Sokúrov pertence a uma vertente do cinema russo mais próxima de Andrei Tarkóvski do que da tradição revolucionária da montagem desenvolvida por Eisenstein, Vertov e outros cineastas da vanguarda soviética. Seu cinema não organiza o mundo pelo choque entre planos, pela exposição das relações sociais ou pela ação coletiva. Ele prefere o tempo dilatado, a imagem pictórica, a atmosfera espiritual, a memória, o sonho e a contemplação de personagens isolados. A história aparece como fantasma, herança, mais do que processo produzido pelo conflito entre forças sociais.

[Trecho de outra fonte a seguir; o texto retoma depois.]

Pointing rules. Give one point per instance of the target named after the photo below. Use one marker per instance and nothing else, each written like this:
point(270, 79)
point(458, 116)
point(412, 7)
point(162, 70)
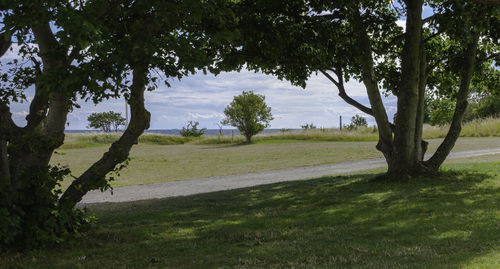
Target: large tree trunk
point(94, 177)
point(370, 81)
point(420, 144)
point(403, 160)
point(448, 143)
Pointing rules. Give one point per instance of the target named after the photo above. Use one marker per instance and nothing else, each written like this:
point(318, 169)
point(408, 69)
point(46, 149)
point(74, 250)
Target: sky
point(203, 98)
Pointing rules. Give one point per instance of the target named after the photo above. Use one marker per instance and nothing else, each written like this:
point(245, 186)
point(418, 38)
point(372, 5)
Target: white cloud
point(203, 98)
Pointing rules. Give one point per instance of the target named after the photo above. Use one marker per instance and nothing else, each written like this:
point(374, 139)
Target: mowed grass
point(356, 221)
point(163, 163)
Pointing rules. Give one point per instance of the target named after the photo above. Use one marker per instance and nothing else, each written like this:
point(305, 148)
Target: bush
point(308, 126)
point(191, 130)
point(249, 113)
point(357, 121)
point(29, 213)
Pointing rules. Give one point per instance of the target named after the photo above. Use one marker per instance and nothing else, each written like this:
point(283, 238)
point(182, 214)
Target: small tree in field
point(106, 121)
point(357, 121)
point(191, 130)
point(249, 113)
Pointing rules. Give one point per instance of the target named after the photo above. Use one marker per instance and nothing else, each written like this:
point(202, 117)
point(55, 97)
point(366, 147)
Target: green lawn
point(162, 163)
point(355, 221)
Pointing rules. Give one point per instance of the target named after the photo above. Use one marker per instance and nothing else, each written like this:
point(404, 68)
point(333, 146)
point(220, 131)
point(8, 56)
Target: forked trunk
point(469, 61)
point(403, 161)
point(94, 177)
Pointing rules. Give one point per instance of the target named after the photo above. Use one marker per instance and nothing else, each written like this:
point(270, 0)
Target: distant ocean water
point(208, 132)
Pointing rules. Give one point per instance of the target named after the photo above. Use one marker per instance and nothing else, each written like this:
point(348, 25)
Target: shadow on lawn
point(329, 222)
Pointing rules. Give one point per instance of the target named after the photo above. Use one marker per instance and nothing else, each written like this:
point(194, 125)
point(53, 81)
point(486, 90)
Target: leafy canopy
point(106, 121)
point(249, 113)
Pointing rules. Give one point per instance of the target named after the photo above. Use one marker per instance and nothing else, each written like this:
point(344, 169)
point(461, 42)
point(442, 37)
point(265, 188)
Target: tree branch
point(395, 40)
point(94, 177)
point(461, 106)
point(5, 43)
point(344, 96)
point(370, 81)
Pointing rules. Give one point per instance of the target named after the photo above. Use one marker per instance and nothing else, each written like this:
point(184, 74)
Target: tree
point(89, 50)
point(308, 126)
point(357, 121)
point(106, 121)
point(191, 130)
point(249, 113)
point(362, 40)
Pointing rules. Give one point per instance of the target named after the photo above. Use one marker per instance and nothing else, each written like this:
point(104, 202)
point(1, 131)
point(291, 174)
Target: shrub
point(30, 216)
point(357, 121)
point(249, 113)
point(308, 126)
point(191, 130)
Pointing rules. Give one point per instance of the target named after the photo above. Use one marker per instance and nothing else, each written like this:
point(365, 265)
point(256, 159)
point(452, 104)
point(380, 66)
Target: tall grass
point(323, 134)
point(87, 140)
point(488, 127)
point(476, 128)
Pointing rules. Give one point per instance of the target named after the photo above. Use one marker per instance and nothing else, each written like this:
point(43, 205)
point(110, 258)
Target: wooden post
point(126, 113)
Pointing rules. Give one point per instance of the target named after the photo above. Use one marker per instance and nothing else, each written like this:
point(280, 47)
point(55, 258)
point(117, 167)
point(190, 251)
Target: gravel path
point(220, 183)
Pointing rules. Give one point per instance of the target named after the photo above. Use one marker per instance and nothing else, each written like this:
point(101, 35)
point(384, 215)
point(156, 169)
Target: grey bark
point(449, 141)
point(119, 151)
point(405, 120)
point(420, 144)
point(370, 81)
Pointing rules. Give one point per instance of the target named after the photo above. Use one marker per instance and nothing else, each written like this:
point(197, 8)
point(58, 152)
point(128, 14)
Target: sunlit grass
point(162, 163)
point(357, 221)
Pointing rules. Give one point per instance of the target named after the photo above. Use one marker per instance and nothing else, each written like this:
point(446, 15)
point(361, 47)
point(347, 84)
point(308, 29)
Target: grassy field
point(161, 163)
point(489, 127)
point(355, 221)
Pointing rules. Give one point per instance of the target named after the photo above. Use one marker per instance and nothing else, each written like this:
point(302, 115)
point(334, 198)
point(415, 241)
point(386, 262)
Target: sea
point(176, 132)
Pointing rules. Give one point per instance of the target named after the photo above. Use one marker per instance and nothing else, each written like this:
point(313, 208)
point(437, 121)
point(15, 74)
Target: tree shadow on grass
point(331, 222)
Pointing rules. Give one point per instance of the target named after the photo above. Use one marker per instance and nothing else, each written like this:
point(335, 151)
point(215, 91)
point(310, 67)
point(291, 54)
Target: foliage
point(357, 121)
point(486, 106)
point(191, 130)
point(354, 221)
point(35, 219)
point(92, 51)
point(363, 41)
point(106, 121)
point(308, 126)
point(249, 113)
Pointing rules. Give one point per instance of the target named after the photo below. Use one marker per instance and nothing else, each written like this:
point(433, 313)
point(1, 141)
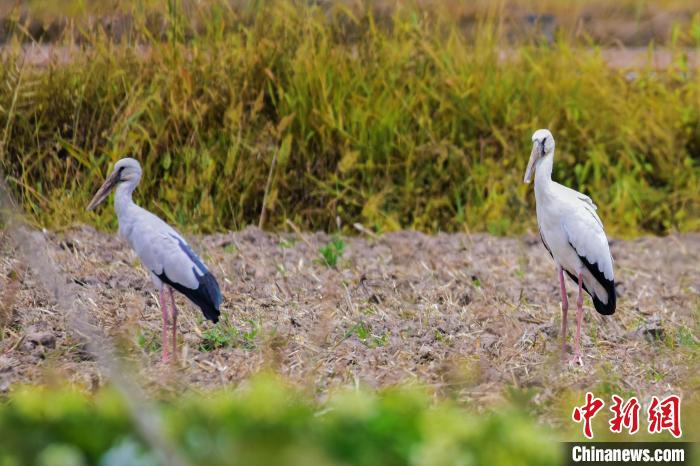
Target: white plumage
point(572, 232)
point(161, 249)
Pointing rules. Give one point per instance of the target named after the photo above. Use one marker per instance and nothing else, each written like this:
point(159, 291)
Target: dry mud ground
point(469, 316)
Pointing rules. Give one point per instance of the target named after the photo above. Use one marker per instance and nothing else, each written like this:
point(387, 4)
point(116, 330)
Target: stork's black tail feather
point(605, 309)
point(207, 295)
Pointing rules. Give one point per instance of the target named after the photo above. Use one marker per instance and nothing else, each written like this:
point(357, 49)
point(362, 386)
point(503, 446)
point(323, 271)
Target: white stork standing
point(573, 234)
point(162, 250)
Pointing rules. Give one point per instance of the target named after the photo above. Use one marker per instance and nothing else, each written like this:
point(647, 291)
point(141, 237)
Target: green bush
point(400, 122)
point(268, 424)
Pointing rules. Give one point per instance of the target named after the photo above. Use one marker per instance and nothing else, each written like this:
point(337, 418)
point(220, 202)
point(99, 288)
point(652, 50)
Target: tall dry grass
point(399, 120)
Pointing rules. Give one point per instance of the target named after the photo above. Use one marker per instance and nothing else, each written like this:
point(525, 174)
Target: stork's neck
point(543, 173)
point(122, 198)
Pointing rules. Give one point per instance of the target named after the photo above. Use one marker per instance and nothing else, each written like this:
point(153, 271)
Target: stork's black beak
point(104, 190)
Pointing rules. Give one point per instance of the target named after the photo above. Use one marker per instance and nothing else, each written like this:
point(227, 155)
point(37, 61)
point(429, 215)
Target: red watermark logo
point(662, 415)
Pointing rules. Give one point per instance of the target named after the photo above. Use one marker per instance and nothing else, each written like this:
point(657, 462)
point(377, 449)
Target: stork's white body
point(154, 242)
point(572, 232)
point(571, 229)
point(162, 250)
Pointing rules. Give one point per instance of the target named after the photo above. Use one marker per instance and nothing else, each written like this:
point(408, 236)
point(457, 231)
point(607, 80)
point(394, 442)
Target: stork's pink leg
point(164, 311)
point(174, 319)
point(564, 311)
point(579, 317)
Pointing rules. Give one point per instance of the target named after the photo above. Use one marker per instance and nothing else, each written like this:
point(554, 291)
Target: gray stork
point(162, 250)
point(572, 232)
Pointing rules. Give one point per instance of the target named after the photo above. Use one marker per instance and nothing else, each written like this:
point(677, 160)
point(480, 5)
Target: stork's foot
point(573, 359)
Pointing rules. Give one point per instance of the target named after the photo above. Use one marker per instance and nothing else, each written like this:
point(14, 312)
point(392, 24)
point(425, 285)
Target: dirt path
point(465, 315)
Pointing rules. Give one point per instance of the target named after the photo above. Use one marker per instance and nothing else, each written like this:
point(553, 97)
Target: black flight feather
point(605, 309)
point(207, 295)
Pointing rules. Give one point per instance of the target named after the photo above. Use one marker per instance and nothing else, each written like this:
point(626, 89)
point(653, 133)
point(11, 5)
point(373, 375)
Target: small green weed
point(331, 252)
point(227, 335)
point(366, 337)
point(149, 341)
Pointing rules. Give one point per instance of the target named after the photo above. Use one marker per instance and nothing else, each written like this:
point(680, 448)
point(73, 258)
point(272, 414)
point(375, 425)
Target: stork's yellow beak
point(104, 190)
point(534, 155)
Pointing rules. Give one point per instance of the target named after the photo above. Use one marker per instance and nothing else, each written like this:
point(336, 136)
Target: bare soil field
point(467, 316)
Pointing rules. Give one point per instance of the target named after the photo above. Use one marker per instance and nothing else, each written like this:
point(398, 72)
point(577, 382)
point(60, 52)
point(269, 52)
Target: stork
point(162, 250)
point(572, 232)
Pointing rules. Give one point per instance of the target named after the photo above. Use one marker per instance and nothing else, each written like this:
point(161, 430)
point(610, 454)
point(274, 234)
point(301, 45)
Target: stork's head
point(127, 170)
point(542, 146)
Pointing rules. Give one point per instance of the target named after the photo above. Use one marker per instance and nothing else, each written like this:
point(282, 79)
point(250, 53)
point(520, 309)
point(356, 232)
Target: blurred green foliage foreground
point(323, 113)
point(268, 424)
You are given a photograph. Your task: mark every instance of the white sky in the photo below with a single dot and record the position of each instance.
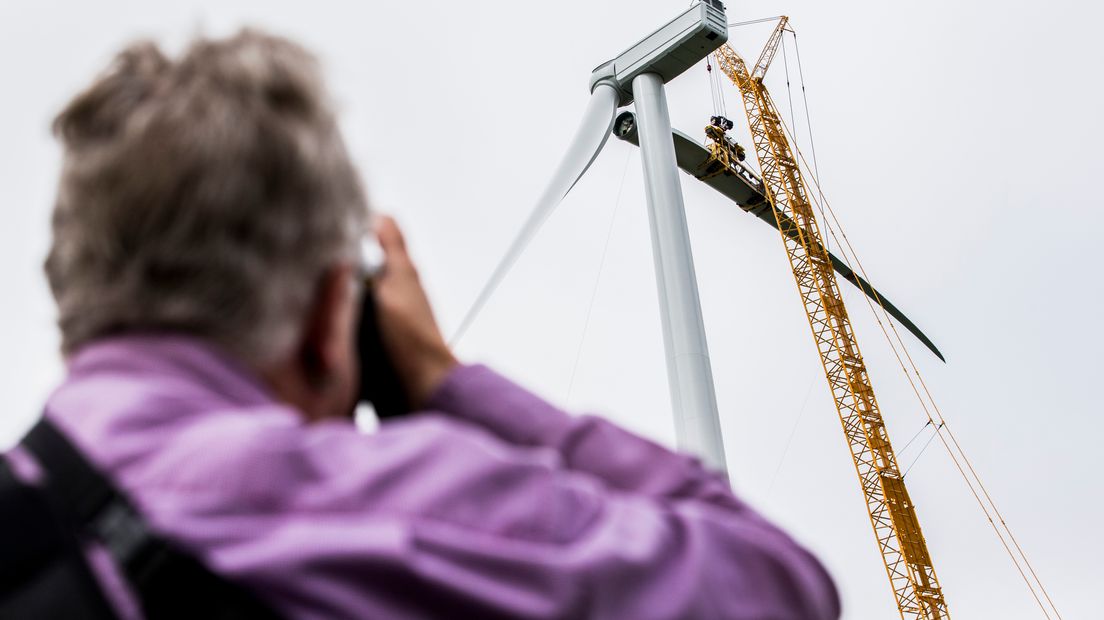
(958, 142)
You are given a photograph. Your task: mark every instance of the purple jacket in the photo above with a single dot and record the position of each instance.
(490, 503)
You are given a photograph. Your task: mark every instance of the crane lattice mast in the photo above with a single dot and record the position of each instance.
(892, 513)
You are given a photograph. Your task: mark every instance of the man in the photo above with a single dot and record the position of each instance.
(204, 264)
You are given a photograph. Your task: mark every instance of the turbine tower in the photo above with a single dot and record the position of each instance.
(638, 74)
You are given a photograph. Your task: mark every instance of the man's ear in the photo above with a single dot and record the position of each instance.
(328, 333)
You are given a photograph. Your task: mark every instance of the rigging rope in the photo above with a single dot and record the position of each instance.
(749, 22)
(597, 279)
(808, 120)
(926, 444)
(926, 424)
(800, 415)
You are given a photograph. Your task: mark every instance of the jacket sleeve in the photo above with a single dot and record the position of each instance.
(496, 505)
(703, 551)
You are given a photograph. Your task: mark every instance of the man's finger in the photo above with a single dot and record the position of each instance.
(391, 237)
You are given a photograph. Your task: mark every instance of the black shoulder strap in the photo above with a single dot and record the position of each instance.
(168, 581)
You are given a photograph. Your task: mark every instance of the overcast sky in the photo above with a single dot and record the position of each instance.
(958, 142)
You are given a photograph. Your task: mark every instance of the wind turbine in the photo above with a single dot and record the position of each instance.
(638, 75)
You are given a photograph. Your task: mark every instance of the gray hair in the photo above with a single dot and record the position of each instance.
(203, 195)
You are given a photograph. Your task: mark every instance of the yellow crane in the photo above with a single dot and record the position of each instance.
(892, 513)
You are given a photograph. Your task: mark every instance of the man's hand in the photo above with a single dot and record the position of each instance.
(410, 332)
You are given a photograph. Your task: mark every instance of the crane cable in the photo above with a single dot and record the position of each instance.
(937, 419)
(951, 451)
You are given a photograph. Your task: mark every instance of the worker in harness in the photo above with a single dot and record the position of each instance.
(200, 459)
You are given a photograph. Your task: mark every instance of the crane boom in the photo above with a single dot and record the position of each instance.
(891, 511)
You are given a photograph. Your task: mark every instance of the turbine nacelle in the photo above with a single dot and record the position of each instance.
(667, 52)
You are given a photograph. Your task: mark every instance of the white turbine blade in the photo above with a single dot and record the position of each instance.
(591, 136)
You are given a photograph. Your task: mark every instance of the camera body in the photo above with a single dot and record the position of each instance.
(380, 384)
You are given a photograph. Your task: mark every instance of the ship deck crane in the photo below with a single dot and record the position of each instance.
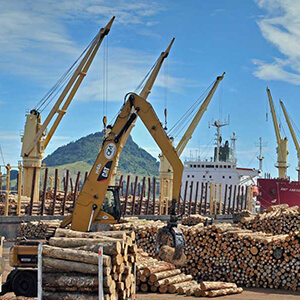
(144, 94)
(293, 134)
(35, 139)
(165, 170)
(282, 144)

Essa opção produz imagens de beleza e intensidade, mas limitadas. Ao transformar a história em atmosfera e o poder em problema moral ou espiritual, Sokúrov frequentemente desloca para o interior do indivíduo contradições cuja origem é material e coletiva. Ainda assim, seus filmes preservam algo que resiste : os uniformes, os palácios, os museus e os espaços de poder recordam continuamente que seus personagens não existem fora da história.